Brandie Thomas, her eight-year-old son, Mason, and Dr. Charles Larson look over a 3-D model of his heart built into a Tie Fighter from Star Wars in an effort to better explain to Mason why he needed a heart transplant. THE CANADIAN PRESS/Jason Franson

Brandie Thomas, her eight-year-old son, Mason, and Dr. Charles Larson look over a 3-D model of his heart built into a Tie Fighter from Star Wars in an effort to better explain to Mason why he needed a heart transplant. THE CANADIAN PRESS/Jason Franson

The Force is in him: Alberta boy gets ‘Star Wars’ model of his heart

Doctor used 3D models of the boy’s heart to help explain why he had to get a transplant

The Force is with this young transplant patient.

Mason Thomas was six when he received a new heart at the Stollery Children’s Hospital in Edmonton. He asked to see his damaged one but it was discarded after the surgery.

To help the now eight-year-old understand why he needed a new ticker, experts printed two 3D models of the organ from his CT scans.

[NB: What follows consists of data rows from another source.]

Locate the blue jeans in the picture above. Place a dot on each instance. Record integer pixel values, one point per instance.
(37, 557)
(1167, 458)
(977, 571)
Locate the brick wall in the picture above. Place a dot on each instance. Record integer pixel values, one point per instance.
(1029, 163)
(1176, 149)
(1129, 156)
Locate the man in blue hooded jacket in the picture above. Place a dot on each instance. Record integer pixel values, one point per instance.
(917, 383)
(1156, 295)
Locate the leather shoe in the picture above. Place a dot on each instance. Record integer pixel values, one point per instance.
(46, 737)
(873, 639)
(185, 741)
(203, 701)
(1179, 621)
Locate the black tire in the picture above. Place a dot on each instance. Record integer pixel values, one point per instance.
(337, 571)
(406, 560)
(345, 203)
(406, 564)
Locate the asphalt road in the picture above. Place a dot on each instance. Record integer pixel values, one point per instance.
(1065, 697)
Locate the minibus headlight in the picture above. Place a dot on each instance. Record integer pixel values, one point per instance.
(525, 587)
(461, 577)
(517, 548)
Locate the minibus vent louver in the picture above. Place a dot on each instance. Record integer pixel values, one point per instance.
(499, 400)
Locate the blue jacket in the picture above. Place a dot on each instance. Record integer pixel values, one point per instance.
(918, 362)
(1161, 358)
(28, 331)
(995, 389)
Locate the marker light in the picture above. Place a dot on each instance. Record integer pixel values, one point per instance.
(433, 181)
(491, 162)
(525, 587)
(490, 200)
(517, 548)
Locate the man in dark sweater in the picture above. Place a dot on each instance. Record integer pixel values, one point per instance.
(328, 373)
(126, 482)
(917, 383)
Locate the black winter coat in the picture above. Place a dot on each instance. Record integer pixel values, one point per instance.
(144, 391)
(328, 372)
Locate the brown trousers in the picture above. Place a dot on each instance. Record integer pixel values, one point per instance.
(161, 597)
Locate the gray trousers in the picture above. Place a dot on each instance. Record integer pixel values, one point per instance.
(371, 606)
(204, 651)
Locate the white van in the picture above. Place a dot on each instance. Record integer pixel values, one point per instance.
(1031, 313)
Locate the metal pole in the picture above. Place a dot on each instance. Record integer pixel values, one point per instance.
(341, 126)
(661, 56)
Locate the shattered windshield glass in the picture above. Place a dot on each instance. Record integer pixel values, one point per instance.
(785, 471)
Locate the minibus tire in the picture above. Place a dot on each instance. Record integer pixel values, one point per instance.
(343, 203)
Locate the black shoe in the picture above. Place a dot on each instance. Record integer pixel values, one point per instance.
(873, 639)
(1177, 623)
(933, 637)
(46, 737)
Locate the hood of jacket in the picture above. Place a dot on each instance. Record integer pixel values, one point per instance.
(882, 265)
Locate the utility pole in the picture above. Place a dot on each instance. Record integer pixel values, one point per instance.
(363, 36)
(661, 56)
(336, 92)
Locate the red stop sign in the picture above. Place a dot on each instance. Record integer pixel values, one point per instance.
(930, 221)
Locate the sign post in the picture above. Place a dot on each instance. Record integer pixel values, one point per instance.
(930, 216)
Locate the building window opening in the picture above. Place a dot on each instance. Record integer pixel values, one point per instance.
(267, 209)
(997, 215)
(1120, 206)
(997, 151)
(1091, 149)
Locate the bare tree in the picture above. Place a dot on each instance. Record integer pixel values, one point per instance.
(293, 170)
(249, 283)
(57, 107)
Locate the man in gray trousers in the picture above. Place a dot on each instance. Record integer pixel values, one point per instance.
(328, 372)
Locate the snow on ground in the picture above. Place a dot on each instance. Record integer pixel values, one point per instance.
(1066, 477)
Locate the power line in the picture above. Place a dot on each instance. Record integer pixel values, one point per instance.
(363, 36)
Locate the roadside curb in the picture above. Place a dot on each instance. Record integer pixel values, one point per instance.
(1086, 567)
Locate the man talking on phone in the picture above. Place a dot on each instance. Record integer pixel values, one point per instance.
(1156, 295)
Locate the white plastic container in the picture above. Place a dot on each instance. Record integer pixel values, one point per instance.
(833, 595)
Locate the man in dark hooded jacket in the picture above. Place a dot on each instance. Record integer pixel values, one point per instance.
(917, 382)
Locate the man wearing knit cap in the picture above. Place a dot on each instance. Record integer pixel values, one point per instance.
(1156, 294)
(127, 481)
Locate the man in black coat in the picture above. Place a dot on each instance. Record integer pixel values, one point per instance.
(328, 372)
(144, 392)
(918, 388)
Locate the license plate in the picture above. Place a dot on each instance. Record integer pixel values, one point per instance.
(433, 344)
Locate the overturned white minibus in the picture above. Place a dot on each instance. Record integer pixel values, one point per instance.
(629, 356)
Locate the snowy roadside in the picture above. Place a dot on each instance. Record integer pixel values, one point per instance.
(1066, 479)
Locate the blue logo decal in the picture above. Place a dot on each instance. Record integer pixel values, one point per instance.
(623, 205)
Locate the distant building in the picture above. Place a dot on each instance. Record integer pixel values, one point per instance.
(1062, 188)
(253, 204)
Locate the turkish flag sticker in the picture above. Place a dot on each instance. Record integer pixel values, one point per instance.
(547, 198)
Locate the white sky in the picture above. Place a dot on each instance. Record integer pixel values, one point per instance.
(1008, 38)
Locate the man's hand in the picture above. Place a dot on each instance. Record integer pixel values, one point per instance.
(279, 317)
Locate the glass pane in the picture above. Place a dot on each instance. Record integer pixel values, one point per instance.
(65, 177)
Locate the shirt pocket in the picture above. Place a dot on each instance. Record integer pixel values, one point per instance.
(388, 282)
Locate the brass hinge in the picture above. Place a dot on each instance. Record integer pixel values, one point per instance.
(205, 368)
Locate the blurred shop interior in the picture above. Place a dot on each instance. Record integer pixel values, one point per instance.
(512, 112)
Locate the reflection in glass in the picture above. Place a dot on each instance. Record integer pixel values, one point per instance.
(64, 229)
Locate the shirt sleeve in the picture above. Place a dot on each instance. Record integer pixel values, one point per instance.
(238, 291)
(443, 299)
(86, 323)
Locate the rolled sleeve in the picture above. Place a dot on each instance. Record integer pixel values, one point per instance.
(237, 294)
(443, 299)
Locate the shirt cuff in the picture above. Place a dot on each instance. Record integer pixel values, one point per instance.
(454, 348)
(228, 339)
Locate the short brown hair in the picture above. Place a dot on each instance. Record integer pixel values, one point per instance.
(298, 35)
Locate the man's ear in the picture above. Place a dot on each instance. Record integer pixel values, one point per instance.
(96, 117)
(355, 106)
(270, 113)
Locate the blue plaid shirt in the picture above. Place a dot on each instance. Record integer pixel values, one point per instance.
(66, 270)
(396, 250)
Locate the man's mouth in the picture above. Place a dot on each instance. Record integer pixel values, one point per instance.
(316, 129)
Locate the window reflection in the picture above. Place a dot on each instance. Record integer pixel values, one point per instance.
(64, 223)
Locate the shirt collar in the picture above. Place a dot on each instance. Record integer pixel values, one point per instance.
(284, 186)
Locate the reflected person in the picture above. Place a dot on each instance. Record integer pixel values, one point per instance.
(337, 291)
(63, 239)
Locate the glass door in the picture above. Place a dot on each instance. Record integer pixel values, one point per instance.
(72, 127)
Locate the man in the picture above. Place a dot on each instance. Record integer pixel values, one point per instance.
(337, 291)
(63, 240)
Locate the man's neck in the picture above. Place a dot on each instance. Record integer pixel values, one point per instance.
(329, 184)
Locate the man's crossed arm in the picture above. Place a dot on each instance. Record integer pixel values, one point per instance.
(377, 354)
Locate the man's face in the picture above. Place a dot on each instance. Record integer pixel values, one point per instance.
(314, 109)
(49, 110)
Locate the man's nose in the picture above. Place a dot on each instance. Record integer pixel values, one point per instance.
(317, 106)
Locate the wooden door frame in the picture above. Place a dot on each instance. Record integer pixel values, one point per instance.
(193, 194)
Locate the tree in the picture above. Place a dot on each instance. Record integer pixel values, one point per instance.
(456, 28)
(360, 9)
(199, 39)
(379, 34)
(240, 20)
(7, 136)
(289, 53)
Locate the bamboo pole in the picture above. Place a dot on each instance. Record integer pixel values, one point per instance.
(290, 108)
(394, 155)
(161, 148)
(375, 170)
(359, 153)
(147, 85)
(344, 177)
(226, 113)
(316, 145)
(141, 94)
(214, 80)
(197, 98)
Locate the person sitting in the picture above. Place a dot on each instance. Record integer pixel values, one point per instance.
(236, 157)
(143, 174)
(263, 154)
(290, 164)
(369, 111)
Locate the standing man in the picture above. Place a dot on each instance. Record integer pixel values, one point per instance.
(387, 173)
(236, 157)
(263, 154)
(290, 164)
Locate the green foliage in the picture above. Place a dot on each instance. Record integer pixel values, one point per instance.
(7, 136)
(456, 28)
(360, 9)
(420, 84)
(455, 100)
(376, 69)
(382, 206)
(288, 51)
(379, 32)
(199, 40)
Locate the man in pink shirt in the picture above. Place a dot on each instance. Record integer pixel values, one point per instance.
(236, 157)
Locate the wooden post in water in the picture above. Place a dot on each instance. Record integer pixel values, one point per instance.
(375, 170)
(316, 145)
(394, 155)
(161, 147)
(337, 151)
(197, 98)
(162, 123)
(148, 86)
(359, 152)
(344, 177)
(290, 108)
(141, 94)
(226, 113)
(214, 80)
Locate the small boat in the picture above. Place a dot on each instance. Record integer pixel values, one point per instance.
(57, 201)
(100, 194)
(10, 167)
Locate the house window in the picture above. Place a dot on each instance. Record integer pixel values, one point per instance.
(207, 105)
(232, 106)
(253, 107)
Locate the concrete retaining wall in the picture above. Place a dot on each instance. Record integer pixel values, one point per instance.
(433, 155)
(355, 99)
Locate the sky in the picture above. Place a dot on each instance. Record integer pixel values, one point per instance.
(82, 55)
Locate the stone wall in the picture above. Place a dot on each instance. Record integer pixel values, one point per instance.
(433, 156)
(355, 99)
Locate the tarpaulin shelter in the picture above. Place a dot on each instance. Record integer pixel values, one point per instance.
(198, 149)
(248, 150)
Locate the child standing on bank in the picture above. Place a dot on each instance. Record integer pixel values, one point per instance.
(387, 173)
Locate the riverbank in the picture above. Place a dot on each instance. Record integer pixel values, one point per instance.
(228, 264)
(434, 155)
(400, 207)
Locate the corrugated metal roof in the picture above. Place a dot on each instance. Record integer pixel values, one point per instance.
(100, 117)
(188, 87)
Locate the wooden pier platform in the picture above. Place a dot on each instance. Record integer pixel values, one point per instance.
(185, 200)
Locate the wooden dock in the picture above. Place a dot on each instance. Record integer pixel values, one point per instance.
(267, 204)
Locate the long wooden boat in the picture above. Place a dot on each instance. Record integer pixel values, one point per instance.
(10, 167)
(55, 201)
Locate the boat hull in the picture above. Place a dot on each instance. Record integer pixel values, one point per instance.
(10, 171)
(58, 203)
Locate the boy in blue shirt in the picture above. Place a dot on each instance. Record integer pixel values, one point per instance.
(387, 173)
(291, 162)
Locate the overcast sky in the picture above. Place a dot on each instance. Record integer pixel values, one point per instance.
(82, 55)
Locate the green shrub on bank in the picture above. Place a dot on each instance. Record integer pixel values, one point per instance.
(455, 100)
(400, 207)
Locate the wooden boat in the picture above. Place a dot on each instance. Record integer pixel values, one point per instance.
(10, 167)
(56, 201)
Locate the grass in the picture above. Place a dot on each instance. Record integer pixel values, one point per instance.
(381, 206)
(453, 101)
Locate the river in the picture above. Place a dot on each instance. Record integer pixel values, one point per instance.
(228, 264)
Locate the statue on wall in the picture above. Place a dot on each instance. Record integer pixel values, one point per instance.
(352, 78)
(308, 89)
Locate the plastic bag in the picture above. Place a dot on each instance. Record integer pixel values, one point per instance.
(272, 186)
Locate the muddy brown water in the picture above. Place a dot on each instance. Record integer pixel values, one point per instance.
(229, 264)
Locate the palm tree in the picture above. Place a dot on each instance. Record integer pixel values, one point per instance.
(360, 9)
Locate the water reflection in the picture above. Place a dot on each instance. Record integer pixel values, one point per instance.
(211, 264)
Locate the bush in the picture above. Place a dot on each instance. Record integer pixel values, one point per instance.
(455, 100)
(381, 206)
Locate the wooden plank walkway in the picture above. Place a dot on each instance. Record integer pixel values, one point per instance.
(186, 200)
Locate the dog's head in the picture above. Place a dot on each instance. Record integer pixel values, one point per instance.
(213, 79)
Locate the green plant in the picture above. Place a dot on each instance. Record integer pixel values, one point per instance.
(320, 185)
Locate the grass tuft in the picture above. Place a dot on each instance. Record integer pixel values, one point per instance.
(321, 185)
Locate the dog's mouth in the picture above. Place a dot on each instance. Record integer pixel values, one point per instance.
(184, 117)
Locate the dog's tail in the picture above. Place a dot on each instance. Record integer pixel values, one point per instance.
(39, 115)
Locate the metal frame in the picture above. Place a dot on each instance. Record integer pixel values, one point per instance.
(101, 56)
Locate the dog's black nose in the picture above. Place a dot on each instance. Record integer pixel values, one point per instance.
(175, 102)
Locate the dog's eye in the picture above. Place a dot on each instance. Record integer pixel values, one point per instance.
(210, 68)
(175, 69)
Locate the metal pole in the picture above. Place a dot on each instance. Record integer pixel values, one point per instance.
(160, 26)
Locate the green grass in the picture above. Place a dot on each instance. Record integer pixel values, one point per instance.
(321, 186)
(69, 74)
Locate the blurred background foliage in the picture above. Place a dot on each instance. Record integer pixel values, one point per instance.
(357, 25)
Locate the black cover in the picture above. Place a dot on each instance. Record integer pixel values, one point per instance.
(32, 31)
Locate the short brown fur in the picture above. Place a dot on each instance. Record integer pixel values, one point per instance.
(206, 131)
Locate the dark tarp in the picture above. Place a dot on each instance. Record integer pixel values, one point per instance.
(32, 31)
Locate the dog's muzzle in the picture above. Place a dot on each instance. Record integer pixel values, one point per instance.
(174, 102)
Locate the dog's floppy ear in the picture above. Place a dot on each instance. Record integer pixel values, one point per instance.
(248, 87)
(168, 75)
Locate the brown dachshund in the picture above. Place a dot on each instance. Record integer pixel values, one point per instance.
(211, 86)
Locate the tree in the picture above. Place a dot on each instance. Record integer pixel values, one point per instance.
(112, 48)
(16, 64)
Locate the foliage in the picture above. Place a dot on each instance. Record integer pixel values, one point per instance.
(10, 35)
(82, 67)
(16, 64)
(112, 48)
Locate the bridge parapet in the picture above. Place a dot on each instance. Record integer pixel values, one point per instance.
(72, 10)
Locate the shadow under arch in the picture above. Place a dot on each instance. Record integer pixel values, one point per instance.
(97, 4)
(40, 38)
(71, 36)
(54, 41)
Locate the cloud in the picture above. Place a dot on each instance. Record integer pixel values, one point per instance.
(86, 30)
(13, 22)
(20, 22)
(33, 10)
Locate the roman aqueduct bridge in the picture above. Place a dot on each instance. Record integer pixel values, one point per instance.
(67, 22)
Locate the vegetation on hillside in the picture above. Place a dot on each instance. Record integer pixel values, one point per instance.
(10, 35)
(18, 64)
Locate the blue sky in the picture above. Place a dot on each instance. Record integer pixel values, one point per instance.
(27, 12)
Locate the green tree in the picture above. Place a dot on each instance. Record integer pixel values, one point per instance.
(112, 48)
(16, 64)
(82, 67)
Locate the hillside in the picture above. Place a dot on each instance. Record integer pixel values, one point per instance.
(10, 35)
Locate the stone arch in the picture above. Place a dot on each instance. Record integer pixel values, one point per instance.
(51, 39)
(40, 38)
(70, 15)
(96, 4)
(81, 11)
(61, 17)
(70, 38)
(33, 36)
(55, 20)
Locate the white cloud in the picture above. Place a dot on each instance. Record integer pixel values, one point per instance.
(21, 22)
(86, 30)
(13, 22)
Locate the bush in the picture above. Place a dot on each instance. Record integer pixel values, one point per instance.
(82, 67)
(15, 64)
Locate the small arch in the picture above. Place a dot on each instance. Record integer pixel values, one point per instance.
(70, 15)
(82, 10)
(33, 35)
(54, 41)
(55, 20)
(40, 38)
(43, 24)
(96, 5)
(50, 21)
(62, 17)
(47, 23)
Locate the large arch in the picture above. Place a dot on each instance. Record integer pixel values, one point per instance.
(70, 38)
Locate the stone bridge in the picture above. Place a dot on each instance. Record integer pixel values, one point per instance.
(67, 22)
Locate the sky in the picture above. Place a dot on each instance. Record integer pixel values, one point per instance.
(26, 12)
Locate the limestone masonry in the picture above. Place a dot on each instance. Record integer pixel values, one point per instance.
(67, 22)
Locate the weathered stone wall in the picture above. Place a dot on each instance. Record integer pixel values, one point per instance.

One model of the red muscle and its pumps was put inside a tiny TIE Fighter for the young “Star Wars” fan. The fictional space-flying vehicle is used by the Galactic Empire to fight the rebel force in the popular movie franchise.

“It’s amazing,” Mason said when he was given the models Wednesday.

“They show why my old heart couldn’t work and why I needed a new one.”

Mason was born with hypoplastic left-heart syndrome, a rare congenital defect. His heart failed after a second surgery and he was on a transplant wait list for more than three years.

Dr. Charles Larson with the hospital’s pediatric cardiac intensive care unit came up with the idea for the 3D models.

“This is an anatomically accurate representation of Mason’s heart, with colours to help him understand how the blood and oxygen were flowing, and which parts of his heart were too small and failing,” he said in a statement.

Larson worked with industrial design students through the Faculty of Medicine and Dentistry. Staff and students at an engineering faculty workshop then did the 3D printing.

The team has made 10 heart models so far and plans to make 10 more to be shared with other patients and families as well as with medical students, Larson said.

Mason’s mother, Brandie Thomas, said he is a logical kid who likes to know how things work.

“The question of why this happened to him bugs him the most, and seeing the heart helps give him some of the answers of what was wrong with him and why he was so sick.”